What is 'warped' is this bizarre gaslighting of the employer for somehow 'being corrupt' because they are being lied to by an employee?

In what upside down universe does an employee lying about their work make the employer corrupt?

"the real issue here is that salaried employees are almost never compensated in proportion to actual value that they generate"

That's mostly separate question.

"A flat rate arrangement, assuming no significant bonuses, results in a zero-sum game with diametrically opposed incentives for the two parties. T"

This is wrong, 90% of the world is paid for their time, that doesn't make incentives 'opposed'. They are aligned, just maybe not perfectly.

"The incentives become perfectly aligned if the pay is based on some objective measure of generated value. Moreover, I would would argue that it would be fairly straightforward to come up with a logical metric for every single position within a company that generates revenue. "

I'm going to gather you're new to this, and have never hired people, set salaries or worked on a large team?

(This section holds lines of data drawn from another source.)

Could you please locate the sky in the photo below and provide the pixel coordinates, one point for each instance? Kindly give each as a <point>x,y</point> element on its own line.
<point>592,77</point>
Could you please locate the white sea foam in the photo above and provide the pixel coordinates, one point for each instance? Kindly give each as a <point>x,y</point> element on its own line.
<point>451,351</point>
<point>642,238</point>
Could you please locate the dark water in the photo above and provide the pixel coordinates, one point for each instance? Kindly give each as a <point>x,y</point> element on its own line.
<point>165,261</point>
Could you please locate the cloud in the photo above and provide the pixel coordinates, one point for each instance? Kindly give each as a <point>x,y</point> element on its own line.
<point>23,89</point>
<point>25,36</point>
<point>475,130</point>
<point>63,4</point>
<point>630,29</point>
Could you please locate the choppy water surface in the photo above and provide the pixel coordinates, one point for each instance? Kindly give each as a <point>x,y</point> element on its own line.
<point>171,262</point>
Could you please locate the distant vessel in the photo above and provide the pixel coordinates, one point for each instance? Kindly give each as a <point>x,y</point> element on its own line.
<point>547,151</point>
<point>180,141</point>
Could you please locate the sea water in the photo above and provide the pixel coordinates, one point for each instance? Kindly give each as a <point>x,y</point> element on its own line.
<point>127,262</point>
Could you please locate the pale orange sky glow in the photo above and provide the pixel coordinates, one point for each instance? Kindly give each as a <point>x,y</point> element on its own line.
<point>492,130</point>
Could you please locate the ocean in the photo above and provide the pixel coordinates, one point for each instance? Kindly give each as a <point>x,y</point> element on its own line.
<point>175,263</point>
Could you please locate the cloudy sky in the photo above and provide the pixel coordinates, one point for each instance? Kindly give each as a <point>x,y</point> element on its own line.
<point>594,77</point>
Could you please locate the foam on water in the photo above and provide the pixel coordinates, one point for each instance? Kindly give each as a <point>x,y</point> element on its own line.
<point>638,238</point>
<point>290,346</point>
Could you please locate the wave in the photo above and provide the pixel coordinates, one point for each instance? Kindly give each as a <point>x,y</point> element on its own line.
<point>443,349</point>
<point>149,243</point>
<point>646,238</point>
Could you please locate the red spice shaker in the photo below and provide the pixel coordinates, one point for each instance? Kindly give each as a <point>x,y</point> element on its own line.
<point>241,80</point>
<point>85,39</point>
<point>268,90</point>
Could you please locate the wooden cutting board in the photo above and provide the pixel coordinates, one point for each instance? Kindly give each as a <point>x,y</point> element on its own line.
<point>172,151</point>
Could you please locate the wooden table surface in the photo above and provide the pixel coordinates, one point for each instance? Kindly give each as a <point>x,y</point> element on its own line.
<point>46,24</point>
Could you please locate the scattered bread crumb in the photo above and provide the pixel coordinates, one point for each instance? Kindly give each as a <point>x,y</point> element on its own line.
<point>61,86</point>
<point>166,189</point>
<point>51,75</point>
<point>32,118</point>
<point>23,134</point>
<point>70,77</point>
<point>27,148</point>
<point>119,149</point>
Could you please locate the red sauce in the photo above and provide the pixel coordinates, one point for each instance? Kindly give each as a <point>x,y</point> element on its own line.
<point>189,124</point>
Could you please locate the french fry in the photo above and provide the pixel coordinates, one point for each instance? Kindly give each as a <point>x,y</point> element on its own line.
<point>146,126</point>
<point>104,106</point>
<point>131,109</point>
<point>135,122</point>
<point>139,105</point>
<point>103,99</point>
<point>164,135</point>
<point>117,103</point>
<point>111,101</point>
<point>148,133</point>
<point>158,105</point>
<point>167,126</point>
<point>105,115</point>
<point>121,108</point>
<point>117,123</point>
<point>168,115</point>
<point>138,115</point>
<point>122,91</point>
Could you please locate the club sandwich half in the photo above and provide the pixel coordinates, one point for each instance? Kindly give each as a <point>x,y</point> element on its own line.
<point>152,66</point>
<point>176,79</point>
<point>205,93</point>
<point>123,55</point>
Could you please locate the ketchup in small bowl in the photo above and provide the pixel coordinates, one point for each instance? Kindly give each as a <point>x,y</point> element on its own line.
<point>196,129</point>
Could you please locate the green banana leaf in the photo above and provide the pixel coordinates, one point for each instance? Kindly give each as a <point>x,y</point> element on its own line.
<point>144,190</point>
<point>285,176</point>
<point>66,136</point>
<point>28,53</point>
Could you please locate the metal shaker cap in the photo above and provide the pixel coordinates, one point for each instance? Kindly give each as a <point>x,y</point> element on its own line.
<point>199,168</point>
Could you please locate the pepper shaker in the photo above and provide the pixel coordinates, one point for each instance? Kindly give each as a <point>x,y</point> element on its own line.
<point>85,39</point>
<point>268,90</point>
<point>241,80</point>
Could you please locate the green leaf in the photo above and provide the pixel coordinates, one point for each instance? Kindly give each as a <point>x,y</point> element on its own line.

The situation that the OP is in is common - precisely because measuring value and oversight is actually really hard, especially in software.

It's a bit glib to suggest that somone could come up with some magic metric relate to profit that aligned incentive, it's the Holy Grail of HR. There's too much ambiguity in the system.

"TL;DR - Don't hate the player, hate the game. "

Players that cheat, either employers or employees should be called out.

Having some reasonable degree of professional standards, which include trust (on all sides), is what makes the system work, along with intelligent management and oversight etc..


but let me get this straight. It's OK for the monopoly-seeking/having company shareholders to become billionaires off the labor of their workers while sitting on their asses?